Nós conversamos por horas, até ele se dar conta que precisava ir embora. Tinha que acordar cedo no outro dia. Antes de sair, me convidou para ir assistir à peça, me disse que era tão boa, que nem se importaria de vê-la novamente. Eu aceitei o convite e na noite seguinte, numa linda noite de sexta-feira, a gente fez o nosso primeiro passeio. Vimos exposições e a peça "Quanto tempo da vida eu levo pra ser feliz". Foi a minha primeira vez num teatro e foi com ele, meu Amado. Fiquei muito emocionada.

Quando o passeio terminou nós fomos para casa. Para a sua casa. Algo nele me dizia que eu poderia confiar, apesar da desconfiança que, volta e meia, me visitava. E ela me encontrou logo ali, naquele ônibus lotado. De repente, me senti sozinha numa multidão de gente estranha. Olhei para ele e não mais o reconheci. Por um momento, parece que o meu coração esqueceu o que sentia. E eu senti medo. Soltei a sua mão. Eu quis fugir. Para onde? Àquela hora, já não adiantava arrependimentos.

Foi quando o ônibus parou que a disputa entre emoção e razão voltou à cena. Chegamos, ele me disse, enquanto se preparava para descer. Seguimos até o fundo do ônibus. Ele desceu e eu permaneci. Inerte. Sem saber o que fazer ou para onde ir.
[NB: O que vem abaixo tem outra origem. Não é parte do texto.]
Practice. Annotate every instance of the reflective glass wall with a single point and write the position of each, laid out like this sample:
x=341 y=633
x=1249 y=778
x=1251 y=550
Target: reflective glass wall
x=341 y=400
De fora do ônibus ele me olhava preocupado, esperava a minha descida, mas a porta se fechou. Eu vi medo nos seus olhos. O ônibus saiu e eu segui sem ele. Só.
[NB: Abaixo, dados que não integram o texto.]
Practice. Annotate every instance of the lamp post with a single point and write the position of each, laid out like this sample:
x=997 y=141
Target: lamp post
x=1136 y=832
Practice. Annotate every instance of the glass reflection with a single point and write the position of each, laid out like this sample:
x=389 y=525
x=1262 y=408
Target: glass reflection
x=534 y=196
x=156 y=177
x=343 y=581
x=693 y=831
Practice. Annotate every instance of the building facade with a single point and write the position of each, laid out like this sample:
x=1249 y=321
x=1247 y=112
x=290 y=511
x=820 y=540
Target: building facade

Rapidamente, ele bateu na porta do fundo, naquele ritual de quem pede ao motorista para que pare o ônibus. Ele corria e batia na porta. Corria para não me perder. Desesperado, ele seguiu batendo na porta, para não me perder. Quando, finalmente, o motorista atendeu o pedido. Freou bruscamente o ônibus. As portas se abriram e todos me olharam. Fiquei ali parada, mas os olhares exigiam que eu descesse. Do lado de fora, ele descansava aliviado e aguardava a minha descida. Não imaginava os meus medos. Não imaginava os meus desejos. Eu engoli o choro e desci. Ele segurou a minha mão. Seguimos juntos, caminhando em direção à sua casa, e nenhuma palavra pronunciamos.

Quando chegamos no prédio eu desabei. O choro contido se esvaiu. Chorei um rio caudaloso. Eu chorava e ele segurava a minha mão. Nenhuma palavra falava. Eu chorava e ele só me olhava. Depois que eu chorei todos os medos, ele enxugou as minhas lágrimas, me abraçou e me pediu para entrar. Disse que ali fora era perigoso e que na sua casa eu estaria segura. Será que sabia o que eu estava sentindo?

Eu entrei na sua casa e adentrei o seu mundo. Os meus olhos passearam por cada cômodo. Lembro cada detalhe do lar. A disposição dos móveis. O violão encostado num canto da sala. Os quadros na parede. Um deles tinha a inscrição: “quando somos livres a liberdade pode nos levar a um encontro inesperado”. Num outro, a sua mãe figurava. Jovial. Imponente. Como são parecidos, eu pensei.

Sentamos no sofá. Àquela altura, a madrugada já se amostrava e fazia frio, mas um frio bom de verão. Eu comecei a me encolher no sofá, numa tentativa de me manter aquecida. Ao ver a cena, ele riu de mim. Foi no quarto, pegou um cobertor e me cobriu. Eu agradeci descabriada. Em seguida, pegou uma cadeira na cozinha e a colocou na minha frente. Pegou também o violão, sentou na cadeira e começou a cantar: "Can you feel the love tonight?"

Quando dei por mim, eu cantava também. Nossas vozes combinaram. Fizemos um coro tão bonito. Lembro o seu jeito de cantar e de segurar o violão. Lembro o jeito que me olhava. Lembro o tom da sua voz e a disciplina da sua respiração. Enquanto a gente cantava, da sua estante, Dom Quixote me acenava com gesto de aprovação. Nesse instante-sonho eu despi minha armadura. Pude sentir o amor naquela noite. E só bastou uma noite para eu ser feliz.